Перед глазами опять эти двое возникли: тот, что сам себе могилу копал, и свихнувшийся, тощенький и белобрысый, что от расстрела в степь бежал. И эти, что сорвались с передовой, а сейчас бездыханные валяются перед траншеей, которых из пистолетов уложили очкарик, штабной и сам комполка. И забегал, забегал в смятении Ваня глазами. Встретил глаза Пацана -- нахальные, озорные всегда, а сейчас тоже недоуменные, в ожидании: чего, мол, тянешь, Ваня? Кличут, ищут ведь нас, а ты почему-то... Ведь ты за командира сейчас. А молчишь... Вот я сам сейчас, сам...

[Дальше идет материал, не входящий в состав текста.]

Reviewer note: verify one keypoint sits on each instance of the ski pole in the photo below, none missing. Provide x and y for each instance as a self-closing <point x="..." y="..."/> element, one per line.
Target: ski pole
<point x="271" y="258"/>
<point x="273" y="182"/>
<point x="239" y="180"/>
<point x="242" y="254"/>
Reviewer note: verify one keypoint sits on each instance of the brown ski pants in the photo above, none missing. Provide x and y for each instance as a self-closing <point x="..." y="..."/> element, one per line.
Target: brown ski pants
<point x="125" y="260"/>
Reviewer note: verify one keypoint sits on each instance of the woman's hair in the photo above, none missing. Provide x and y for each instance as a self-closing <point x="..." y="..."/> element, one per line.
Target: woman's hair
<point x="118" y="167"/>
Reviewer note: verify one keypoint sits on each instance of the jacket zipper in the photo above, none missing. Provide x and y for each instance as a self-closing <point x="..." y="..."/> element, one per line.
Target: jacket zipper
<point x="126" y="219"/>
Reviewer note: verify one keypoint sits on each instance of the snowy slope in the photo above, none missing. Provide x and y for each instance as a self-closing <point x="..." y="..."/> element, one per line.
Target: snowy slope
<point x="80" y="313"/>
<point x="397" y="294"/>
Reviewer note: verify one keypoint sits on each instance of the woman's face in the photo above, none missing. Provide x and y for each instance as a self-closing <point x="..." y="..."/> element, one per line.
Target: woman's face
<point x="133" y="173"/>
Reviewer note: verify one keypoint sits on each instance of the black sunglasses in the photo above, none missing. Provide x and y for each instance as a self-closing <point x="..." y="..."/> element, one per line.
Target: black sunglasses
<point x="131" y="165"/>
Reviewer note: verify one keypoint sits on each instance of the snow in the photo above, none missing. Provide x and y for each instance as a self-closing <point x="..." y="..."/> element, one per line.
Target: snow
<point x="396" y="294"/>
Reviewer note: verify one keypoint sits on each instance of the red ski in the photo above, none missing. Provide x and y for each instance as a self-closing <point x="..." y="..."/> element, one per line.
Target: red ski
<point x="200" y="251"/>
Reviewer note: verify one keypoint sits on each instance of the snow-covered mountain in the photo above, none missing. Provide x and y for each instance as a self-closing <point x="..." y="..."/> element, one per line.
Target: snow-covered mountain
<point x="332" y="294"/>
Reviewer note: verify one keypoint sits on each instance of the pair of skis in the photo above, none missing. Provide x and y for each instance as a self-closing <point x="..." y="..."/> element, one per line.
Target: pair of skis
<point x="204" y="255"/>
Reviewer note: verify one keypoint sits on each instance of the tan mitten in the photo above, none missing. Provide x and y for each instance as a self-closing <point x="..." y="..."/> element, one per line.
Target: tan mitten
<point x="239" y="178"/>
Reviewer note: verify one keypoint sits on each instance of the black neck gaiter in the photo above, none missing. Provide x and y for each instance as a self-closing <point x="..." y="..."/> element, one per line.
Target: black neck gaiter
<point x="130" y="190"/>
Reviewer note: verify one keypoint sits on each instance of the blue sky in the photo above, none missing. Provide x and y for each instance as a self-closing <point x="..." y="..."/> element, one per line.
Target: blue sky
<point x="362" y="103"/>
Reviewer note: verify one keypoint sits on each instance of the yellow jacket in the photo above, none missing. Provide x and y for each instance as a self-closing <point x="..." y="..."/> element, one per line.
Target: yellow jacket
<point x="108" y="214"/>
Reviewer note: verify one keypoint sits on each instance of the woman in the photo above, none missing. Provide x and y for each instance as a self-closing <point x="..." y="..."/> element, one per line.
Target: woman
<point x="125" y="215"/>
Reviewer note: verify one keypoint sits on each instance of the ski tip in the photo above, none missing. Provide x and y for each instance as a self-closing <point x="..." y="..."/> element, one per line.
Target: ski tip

-- Ну сколько можно?-- потребовал, чуть ли не взмолился снова штабной.-Кто батарейные здесь? Кто здесь наводчик?
Ваня не выдержал. Сжавшись весь, через силу, едва ворочая немеющим языком, прохрипел:
-- Я,-- как бросился в омут башкой.-- Я... Трое нас здесь.
С "кубарями" остановился. Замер на миг. Развернулся. Два-три прыжка -- и вот он опять возле Вани, у края окопа, над ним.
-- Ты?-- сверху недоверчиво уставился он на побледневшего молодого солдата.-- А остальные?
-- Вот,-- чуть слышно прошелестели обсохшие Ванины губы,-- подносчик снарядов,-- кивнул он в смятении на Пацана. На инженера потом:-- Замковой, за ряжающий.-- Поперхнувшись, сглотнул.
"Эх, дурак! -- сплюнул досадливо, в сердцах инженер.-- Потянуло тебя за язык!-- Раздраженно пригладил пшеничные, даже в походе и здесь, на передовой, не успевшие запуститься и захиреть аккуратные небольшие усы, чубчик льняной над залысинами, мрачно, угрюмо поднялся с траншейного дна, оправил слегка гимнастерку.-- Дурак,-- снова окатил он презрительным взглядом наводчика, сплюнул так же презрительно,-- теперь нас снова туда".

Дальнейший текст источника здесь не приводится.